Finding solution to a double integral

Question

Well, here it is $$\int\int_{[0,1]^{2}}\sqrt{1+x^2+y^2}\mathrm dx\mathrm dy\tag*{}$$ Maybe there's a really nice way of doing it, hopefully someone knows. Good luck!

Answer 1

We can do this integral in polar coordinates by recognizing a symmetry - divide the square in half by the line $y=x$. The integral on the top half will equal the integral on the bottom half, so we will do one of the integrals and multiply its value by 2.
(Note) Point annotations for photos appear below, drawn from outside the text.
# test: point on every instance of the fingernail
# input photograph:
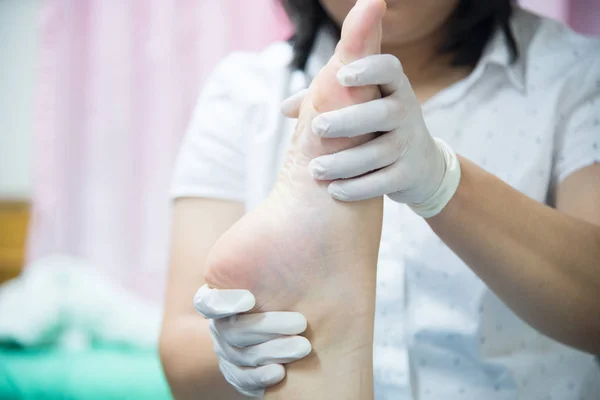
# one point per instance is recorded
(237, 299)
(346, 78)
(302, 347)
(320, 127)
(246, 302)
(316, 169)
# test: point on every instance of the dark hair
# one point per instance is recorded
(470, 27)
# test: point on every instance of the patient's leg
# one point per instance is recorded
(303, 251)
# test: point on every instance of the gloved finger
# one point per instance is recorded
(380, 115)
(372, 185)
(290, 107)
(374, 154)
(277, 351)
(217, 303)
(250, 329)
(252, 381)
(380, 69)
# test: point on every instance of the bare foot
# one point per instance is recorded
(301, 250)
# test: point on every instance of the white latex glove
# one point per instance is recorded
(405, 162)
(251, 347)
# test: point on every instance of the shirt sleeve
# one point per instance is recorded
(578, 140)
(211, 159)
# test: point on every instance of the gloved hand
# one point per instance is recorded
(405, 162)
(251, 347)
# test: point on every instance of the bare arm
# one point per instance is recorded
(186, 348)
(544, 263)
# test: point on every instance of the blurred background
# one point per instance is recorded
(95, 96)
$$\iint_{[0,1]^2}\sqrt{1+x^2+y^2}dA = \int_0^{\pi/4} \int_0^{\sec\theta}2r\sqrt{1+r^2}drd\theta = \frac{2}{3}\int_0^{\pi/4} (1+\sec^2\theta)^{3/2} - 1 d\theta$$ $$= \frac{2}{3}\int_0^{\pi/4} (1+\sec^2\theta)^{3/2} d\theta - \frac{\pi}{6}$$

Now focusing on the integral left over, do the following substitution $$1+\sec^2\theta = 2\cosh^2 t$$ $$\sec^2\theta \tan\theta d\theta = 2\cosh t \sinh t dt \implies d\theta = \frac{\sqrt{2}\cosh t}{\cosh 2t}dt$$ The integral becomes:

$$\frac{8}{3}\int_{0}^{\cosh^{-1}(\sqrt{3/2})} \frac{\cosh^4 t}{\cosh 2t}dt = \frac{8}{3}\int_{0}^{\cosh^{-1}(\sqrt{3/2})} \frac{\cosh^2 t + \cosh^2 t \sinh^2 t}{\cosh 2t}dt$$ $$ = \frac{2}{3}\int_{0}^{\cosh^{-1}(\sqrt{3/2})} \frac{2+ 2\cosh 2t + \sinh^2 2t}{\cosh 2t}dt $$$$= \frac{2}{3}\int_{0}^{\cosh^{-1}(\sqrt{3/2})} 2\text{ sech } 2t + 2 + \tanh 2t \sinh 2tdt$$ Integrating tanh sinh by parts, we get $$\frac{2}{3}\int_{0}^{\cosh^{-1}(\sqrt{3/2})} (\text{sech } 2t + 2)dt + \frac{1}{3}\sinh 2t = \frac{1}{3}\left[\tan^{-1}(\sinh 2t) + 4t + \sinh 2t \right]_{0}^{\cosh^{-1}(\sqrt{3/2})}$$ $$= \frac{1}{3}\left[\tan^{-1}(2u\sqrt{u^2-1}) + 4\cosh^{-1}(u) + 2u\sqrt{u^2-1}\right]_{1}^{\sqrt{3/2}} = \frac{1}{3}\left[\tan^{-1}(\sqrt{3}) + 4\cosh^{-1}(\sqrt{3/2}) + \sqrt{3}\right]$$ Simplifying and subtracting off the term from earlier, we get $$\frac{4}{3}\cosh^{-1}\left(\sqrt{\frac{3}{2}}\right) + \frac{1}{\sqrt{3}} - \frac{\pi}{18}$$

Answer 2

If you use sostitution $\sqrt{x^2+y^2+1}=x+t$ squaring $x^2+y^2+1=x^2+2xt+t^2\iff x=\frac{y^2-t^2+1}{2t}$ and $dx=-\frac{y^2+t^2+1}{2t^2}dt $ So you have $$\int_0^1 \sqrt{x^2+y^2+1}dx=-\int_{\sqrt{y^2+1}}^{\sqrt{y^2+2}-1} \left(t+\frac{y^2-t^2+1}{2t}\right)\frac{y^2+t^2+1}{2t^2}dt$$ that is an easy fraction integral! Then solving the y-integral maybe you have to use another sostitution.